I graduated from college in 1994, during a recession. I remember the overriding tone of the commencement speeches on graduation day as being loaded with pep talks and loosely veiled in jokes about what Liberal Arts majors were going to do in the real world when there were no jobs.
I was pretty nervous about graduating, finding my path, earning a living -- I’ll admit it. I wanted nothing more than to return to college for another year, and stay safe in my cocoon of higher education while the world and its finances all figured itself out.
Certainly this year’s graduates have heard similar pep talks and loosely veiled jokes, plus, I’d imagine, a more than a few blunt forecasts of their dismal near-term opportunities. The class of 2009 can’t just sit and wait for the job market to recover as we did in the middle 90s, they will need to help redefine it.
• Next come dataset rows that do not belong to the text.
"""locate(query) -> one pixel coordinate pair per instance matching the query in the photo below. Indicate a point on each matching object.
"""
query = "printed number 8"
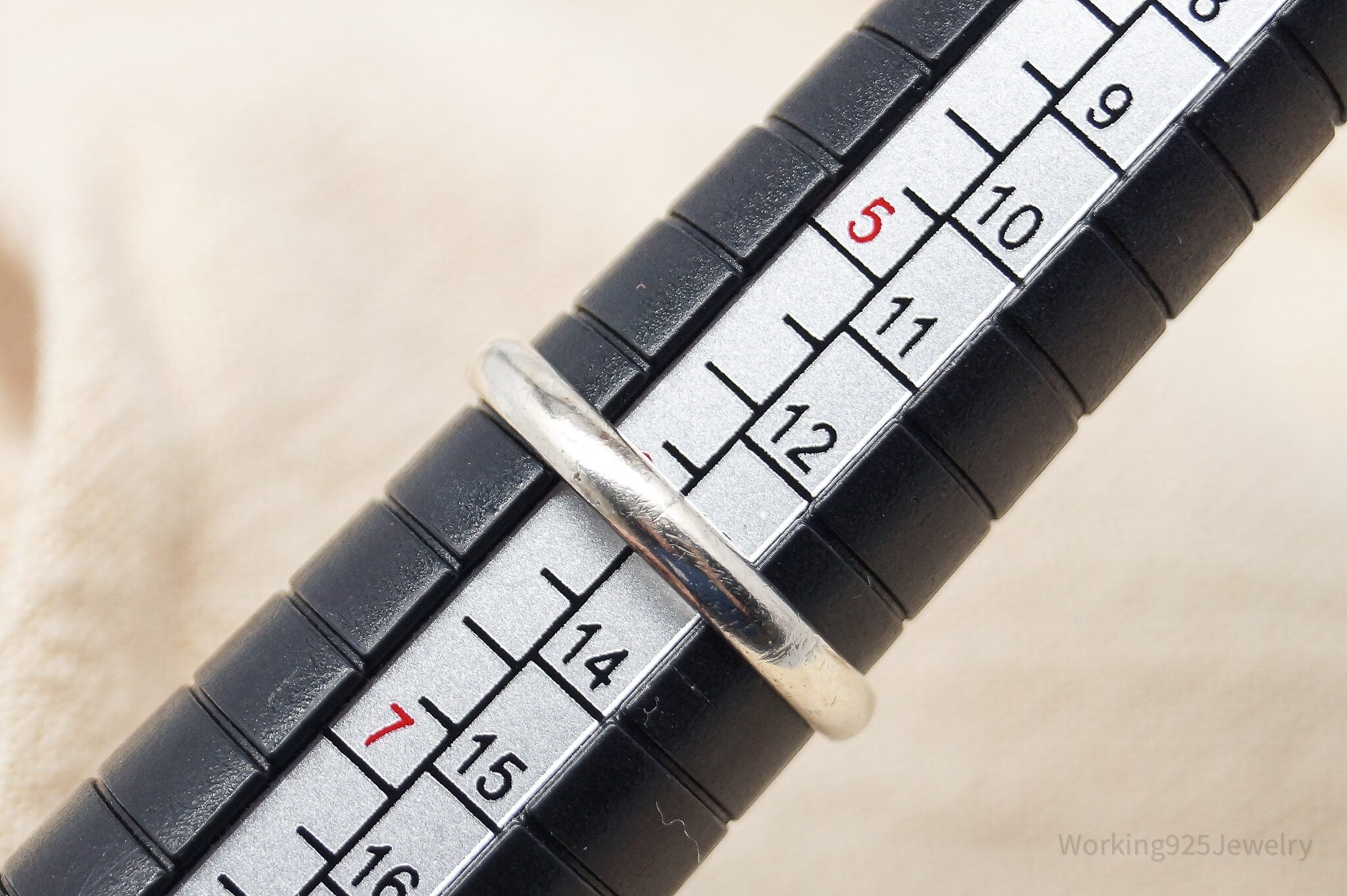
(1212, 11)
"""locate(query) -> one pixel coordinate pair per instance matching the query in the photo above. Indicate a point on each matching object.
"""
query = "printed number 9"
(871, 212)
(1206, 10)
(1113, 104)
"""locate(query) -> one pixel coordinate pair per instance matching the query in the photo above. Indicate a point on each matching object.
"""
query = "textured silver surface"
(811, 283)
(689, 408)
(747, 501)
(1137, 89)
(933, 158)
(394, 700)
(264, 855)
(500, 758)
(827, 415)
(994, 93)
(948, 283)
(415, 848)
(511, 599)
(1052, 182)
(1118, 10)
(447, 665)
(674, 538)
(944, 281)
(1225, 26)
(637, 615)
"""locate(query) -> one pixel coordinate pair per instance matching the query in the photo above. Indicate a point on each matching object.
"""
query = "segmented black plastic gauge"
(853, 343)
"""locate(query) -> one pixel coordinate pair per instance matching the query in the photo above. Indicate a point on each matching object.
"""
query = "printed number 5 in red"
(876, 225)
(403, 721)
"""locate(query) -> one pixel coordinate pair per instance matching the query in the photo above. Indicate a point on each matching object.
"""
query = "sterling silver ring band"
(663, 527)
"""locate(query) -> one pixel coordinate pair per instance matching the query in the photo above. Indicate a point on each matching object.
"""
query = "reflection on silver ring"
(663, 527)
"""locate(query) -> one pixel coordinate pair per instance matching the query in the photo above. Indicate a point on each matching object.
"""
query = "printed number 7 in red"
(871, 212)
(403, 721)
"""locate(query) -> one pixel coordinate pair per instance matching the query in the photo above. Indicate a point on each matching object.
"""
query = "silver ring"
(663, 527)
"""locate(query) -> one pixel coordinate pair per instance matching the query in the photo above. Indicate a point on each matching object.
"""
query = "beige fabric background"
(249, 247)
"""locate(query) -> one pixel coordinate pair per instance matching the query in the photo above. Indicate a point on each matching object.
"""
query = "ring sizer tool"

As if figuring out what one wants to be in life isn’t hard enough; now forging an unchartered path gets thrown in the mix as well. No pressure.
Some will find this daunting. Others will rise to the challenge. Both reactions seem pretty normal to me.
Theirs is a future where improvisation is a marketable skill. Where creativity, the willingness to take risks, and the ability to respond quickly may be the key to their success.
Their future, in many ways, is probably completely counter to how you’ve survived in the workforce. So how do you help them through it?
My gut-instinct-only two cents is this: if there is a teenager on your couch right now who needs a pep talk – a real parental, friend-like pep talk, not the commencement speech variety – throw all your own preconceived ideas out the window and figure things out together.
Whatever choices the recent college grad makes – whether to explore new business models, be entrepreneurs, help save the planet or get a graduate degree – the message that matters most has to be that the possibilities are theirs to own, and that the only “bad” choice is allowing fear to stop them from exploring.
Who knows, maybe some of their journey will inspire the next chapter of your own.